Tuesday August 3, 2004

The truth is, I didn’t want to go to Canada this week. I mean, I think Canada’s a great country and all—the people there are sensible enough to use metric, oppose unjustified wars, and make really good maple syrup sugar—but I wasn’t looking forward to all those hours trapped in the car with my parents with nothing but my knitting, an internet-less laptop, and a copy of El amor en los tiempos de Cólera to distract me. So, before we left, I kept wishing: please, don’t make me to go to Canada. Please, oh, please, oh, please.

And, as long as I’m telling the truth, I did dig my heels in for a few days. But after a handful of arguments with my mother, some sweet-talking from my brother and my grandmother, and a few irresistible pleas from three much-beloved cousins, I gave in (who wouldn’t?). But I did so grumpily, muttering dire warnings all the while.

For all my supposed maturity, I can act like a six-year old—a very stubborn and immature six-year old—when I set my mind to it.

We all trooped into the car bright and not particularly early on Saturday morning and made our way up north. I spent much of the nine-hour drive to Niagara Falls knitting, napping, listening to my cousin’s brand-new iPod, or whining about not taking the one-hour flight to Toronto instead. In fact, the only time I stopped doing any of the above is after I bought a cup of Ben and Jerry’s chocolate chip cookie dough at a rest stop. (See comment about immaturity above.) By that point, however, I’d already resigned myself to the whole Canada trip and stopped making wishes. Given that we were in the car, the whole enterprise seemed hopeless.

By the time we made it to Niagara Falls, I was so exhausted by the tedium of the car, I actually toured the Falls—something I’ve seen a half-dozen times now—with gusto. I let myself be refreshed by the rushes of soothing water, the beautifully constructed bridges, the giggles of young children in line for hot-air balloon rides, and jumped back into my dad’s Sinfully Unnecessary Vehicle with more cheer than I’d displayed all day.

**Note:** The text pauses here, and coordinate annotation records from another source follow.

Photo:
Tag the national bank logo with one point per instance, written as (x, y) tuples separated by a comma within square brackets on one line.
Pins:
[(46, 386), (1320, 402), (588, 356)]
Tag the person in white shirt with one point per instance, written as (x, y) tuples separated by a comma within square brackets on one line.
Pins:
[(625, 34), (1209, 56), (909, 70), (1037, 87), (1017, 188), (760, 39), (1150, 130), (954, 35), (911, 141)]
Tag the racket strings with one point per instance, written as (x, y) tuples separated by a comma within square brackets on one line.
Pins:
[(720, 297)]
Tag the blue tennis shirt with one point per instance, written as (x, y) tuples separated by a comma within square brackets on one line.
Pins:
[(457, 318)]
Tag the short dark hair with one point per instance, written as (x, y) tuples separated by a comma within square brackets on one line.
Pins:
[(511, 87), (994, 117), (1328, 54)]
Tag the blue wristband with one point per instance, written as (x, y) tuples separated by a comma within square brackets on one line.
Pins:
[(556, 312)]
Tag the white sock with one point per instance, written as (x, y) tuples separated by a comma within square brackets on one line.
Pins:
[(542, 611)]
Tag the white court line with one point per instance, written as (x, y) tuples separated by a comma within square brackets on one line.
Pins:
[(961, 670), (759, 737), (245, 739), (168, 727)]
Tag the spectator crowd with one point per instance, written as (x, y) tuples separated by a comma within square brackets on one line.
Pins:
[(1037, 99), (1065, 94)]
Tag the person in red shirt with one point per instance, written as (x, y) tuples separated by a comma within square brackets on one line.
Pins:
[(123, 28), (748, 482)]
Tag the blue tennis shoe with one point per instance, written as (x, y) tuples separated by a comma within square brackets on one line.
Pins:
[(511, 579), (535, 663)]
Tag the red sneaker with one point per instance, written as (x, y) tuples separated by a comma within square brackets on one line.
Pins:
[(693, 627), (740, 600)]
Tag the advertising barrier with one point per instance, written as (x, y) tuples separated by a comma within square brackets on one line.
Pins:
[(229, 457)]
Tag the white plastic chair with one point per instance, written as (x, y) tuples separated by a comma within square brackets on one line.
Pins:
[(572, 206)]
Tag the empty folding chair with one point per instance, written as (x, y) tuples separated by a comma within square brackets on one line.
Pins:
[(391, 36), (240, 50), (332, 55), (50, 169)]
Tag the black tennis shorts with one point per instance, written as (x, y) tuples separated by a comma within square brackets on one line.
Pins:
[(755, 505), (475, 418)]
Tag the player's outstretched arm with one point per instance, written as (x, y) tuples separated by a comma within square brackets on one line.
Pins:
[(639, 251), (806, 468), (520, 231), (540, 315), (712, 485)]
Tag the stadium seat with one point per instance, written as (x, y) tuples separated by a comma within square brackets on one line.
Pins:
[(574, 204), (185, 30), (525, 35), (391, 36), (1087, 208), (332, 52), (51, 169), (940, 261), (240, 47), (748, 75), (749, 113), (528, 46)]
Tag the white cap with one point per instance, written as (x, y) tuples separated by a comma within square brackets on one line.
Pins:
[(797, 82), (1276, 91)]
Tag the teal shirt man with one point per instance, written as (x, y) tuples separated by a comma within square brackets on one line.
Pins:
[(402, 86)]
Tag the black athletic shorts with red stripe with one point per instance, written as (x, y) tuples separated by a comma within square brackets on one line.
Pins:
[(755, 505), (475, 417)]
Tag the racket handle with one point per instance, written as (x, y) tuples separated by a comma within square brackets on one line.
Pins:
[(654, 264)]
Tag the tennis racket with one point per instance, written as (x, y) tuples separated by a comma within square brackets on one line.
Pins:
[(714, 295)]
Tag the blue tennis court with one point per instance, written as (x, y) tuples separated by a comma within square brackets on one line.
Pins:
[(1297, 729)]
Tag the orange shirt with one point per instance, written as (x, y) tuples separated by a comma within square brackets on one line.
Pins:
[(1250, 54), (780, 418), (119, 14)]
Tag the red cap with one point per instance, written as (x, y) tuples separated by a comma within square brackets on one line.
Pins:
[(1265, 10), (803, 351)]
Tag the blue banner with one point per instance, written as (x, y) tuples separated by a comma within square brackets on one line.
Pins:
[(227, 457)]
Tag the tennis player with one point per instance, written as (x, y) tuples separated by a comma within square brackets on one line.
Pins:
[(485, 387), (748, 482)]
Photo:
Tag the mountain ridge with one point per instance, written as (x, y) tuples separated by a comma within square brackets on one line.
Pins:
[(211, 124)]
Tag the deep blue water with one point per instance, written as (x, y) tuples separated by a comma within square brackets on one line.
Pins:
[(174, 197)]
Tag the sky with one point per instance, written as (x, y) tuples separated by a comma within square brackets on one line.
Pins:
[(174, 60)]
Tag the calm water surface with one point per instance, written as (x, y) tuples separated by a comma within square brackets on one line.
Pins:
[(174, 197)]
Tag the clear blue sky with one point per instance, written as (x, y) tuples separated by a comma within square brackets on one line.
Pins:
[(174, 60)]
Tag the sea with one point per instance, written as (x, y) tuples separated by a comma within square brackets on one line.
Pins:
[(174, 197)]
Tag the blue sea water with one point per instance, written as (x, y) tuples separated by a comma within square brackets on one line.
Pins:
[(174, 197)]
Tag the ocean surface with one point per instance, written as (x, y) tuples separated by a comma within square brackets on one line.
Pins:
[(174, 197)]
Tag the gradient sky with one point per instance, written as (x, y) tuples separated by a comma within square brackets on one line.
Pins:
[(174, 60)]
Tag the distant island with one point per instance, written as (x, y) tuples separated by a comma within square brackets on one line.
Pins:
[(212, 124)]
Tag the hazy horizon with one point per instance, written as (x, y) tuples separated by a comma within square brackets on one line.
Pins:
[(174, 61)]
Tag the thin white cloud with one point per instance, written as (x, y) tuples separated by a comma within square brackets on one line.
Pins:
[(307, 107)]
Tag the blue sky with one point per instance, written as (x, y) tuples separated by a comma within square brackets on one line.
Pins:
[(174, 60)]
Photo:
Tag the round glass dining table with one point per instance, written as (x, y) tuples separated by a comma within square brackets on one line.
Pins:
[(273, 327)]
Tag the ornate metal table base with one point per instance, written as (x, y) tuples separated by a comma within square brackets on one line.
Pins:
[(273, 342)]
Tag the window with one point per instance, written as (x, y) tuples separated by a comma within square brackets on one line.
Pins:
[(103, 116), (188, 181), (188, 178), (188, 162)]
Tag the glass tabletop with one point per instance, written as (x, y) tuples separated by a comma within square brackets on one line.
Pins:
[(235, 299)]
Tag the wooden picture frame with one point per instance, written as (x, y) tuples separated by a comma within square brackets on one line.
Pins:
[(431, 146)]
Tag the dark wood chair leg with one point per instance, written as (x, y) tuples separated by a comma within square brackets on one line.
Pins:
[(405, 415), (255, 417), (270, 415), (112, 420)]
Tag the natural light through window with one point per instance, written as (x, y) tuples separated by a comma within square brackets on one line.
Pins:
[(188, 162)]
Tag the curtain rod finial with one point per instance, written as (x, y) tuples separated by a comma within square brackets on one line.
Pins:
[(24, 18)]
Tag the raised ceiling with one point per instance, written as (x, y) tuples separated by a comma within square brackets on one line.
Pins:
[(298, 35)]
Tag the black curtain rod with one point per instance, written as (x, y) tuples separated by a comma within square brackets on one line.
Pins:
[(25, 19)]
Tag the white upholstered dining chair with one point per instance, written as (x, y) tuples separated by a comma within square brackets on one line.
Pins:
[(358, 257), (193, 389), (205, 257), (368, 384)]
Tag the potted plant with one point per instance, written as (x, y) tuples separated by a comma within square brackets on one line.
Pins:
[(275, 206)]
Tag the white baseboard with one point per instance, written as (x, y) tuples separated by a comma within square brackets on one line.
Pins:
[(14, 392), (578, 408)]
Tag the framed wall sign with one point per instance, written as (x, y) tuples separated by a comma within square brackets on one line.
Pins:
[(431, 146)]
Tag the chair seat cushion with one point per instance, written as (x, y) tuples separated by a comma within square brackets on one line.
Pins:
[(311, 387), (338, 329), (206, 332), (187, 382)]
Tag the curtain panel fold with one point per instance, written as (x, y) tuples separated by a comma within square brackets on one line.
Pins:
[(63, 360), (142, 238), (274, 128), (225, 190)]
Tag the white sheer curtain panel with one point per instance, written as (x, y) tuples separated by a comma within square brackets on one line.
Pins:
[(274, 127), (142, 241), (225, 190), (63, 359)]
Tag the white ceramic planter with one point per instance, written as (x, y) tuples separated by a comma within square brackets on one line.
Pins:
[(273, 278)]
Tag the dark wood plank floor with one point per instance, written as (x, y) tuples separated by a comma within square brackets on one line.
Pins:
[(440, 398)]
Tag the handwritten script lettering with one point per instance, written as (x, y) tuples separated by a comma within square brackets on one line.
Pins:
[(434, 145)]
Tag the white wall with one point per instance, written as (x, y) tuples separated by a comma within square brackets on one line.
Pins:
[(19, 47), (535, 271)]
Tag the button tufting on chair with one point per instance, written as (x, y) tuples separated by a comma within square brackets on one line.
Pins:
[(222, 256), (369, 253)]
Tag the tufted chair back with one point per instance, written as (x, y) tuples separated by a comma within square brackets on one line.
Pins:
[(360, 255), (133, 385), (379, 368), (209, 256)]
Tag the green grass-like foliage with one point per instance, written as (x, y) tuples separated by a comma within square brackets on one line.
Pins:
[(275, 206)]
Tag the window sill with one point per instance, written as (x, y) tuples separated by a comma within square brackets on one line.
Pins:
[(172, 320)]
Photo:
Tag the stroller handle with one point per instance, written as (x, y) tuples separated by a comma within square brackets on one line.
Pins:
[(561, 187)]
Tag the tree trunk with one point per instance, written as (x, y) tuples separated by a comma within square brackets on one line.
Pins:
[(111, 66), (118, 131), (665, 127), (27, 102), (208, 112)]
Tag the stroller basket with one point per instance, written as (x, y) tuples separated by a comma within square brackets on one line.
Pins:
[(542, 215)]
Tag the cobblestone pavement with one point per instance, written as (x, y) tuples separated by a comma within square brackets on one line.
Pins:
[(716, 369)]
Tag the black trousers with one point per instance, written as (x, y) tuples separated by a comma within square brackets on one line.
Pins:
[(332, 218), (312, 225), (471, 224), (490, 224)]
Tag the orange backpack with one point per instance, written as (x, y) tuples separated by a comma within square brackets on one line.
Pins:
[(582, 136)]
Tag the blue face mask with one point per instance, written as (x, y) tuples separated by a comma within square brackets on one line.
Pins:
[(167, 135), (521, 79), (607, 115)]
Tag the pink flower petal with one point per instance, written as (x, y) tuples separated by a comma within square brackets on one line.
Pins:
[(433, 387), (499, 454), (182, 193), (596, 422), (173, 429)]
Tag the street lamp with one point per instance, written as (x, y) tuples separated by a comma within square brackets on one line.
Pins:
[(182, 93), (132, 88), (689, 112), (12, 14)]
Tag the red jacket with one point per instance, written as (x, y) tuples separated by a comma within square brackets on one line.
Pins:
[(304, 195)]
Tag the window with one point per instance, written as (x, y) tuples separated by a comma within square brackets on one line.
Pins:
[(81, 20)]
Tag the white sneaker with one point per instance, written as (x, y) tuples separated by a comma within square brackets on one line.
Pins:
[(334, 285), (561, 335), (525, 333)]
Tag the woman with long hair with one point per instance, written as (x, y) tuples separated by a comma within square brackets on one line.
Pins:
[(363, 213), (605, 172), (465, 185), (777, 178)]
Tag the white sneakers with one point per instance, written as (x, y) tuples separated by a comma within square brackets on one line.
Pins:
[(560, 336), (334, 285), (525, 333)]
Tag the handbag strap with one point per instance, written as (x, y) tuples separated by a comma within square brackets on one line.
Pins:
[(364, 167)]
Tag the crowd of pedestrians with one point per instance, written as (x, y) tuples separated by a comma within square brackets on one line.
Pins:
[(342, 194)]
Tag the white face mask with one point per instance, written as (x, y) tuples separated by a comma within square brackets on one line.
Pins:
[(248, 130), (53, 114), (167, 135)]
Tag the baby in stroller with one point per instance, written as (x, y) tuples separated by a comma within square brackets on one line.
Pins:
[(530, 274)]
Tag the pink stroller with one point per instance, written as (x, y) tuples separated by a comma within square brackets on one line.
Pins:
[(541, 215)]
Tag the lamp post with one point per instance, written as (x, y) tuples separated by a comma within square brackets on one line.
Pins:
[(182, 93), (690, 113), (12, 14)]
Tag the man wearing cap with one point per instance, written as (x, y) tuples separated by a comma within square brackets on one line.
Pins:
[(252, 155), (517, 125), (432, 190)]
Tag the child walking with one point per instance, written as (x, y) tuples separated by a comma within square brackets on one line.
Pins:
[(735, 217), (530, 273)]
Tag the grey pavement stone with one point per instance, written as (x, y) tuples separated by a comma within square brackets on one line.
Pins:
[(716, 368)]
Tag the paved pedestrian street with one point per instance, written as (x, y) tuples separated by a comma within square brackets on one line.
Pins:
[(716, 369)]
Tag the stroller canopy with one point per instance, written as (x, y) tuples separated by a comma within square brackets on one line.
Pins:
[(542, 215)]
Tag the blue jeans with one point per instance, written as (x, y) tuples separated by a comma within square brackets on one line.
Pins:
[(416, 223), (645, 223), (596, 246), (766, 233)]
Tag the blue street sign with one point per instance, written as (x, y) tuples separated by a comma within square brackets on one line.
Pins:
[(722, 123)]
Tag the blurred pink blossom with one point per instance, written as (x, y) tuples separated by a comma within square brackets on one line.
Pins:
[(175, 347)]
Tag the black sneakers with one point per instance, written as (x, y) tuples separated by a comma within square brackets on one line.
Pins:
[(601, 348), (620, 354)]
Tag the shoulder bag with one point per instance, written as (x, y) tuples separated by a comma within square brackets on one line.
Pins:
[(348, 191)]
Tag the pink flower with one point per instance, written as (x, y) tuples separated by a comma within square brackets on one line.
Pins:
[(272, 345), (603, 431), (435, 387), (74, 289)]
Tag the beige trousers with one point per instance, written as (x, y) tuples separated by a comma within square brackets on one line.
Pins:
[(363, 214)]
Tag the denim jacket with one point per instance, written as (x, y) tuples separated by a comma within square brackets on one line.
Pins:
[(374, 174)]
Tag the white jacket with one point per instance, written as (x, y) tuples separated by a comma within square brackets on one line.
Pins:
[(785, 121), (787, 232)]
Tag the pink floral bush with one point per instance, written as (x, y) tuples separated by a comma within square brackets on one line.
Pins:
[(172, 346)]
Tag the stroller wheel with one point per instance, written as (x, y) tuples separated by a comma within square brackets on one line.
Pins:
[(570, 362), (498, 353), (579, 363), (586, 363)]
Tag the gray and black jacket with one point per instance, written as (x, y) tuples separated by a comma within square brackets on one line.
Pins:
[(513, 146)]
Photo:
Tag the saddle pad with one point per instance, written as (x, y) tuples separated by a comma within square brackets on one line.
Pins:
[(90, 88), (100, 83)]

It would only be a few minutes to the US/Canadian border, and then an hour to Toronto and a waiting meal and bed.

Except, at the border, there was a problem with my cousin’s visa—if she left the United States, she would be unable to re-enter it after our trip. Looks like we weren’t going to Canada, after all.

So, here I am, back early with my wish unexpectedly granted. My grandmother was so upset at being unable to see her eldest daughter and other grandchildren that my aunt and uncle made a special trip to the Falls to pick her up and say hello to me; Grandma will fly back, American passport no doubt clutched firmly in her grip, in a week or two. The rest of us meandered back to Manhattan, taking lots of breaks and consoling ourselves with lots of Ben and Jerry’s.

The universe can be an odd, odd thing—and the truth is, I don’t regret how things turned out. I just hope that when she comes back, my grandmother brings some maple syrup sugar just for me.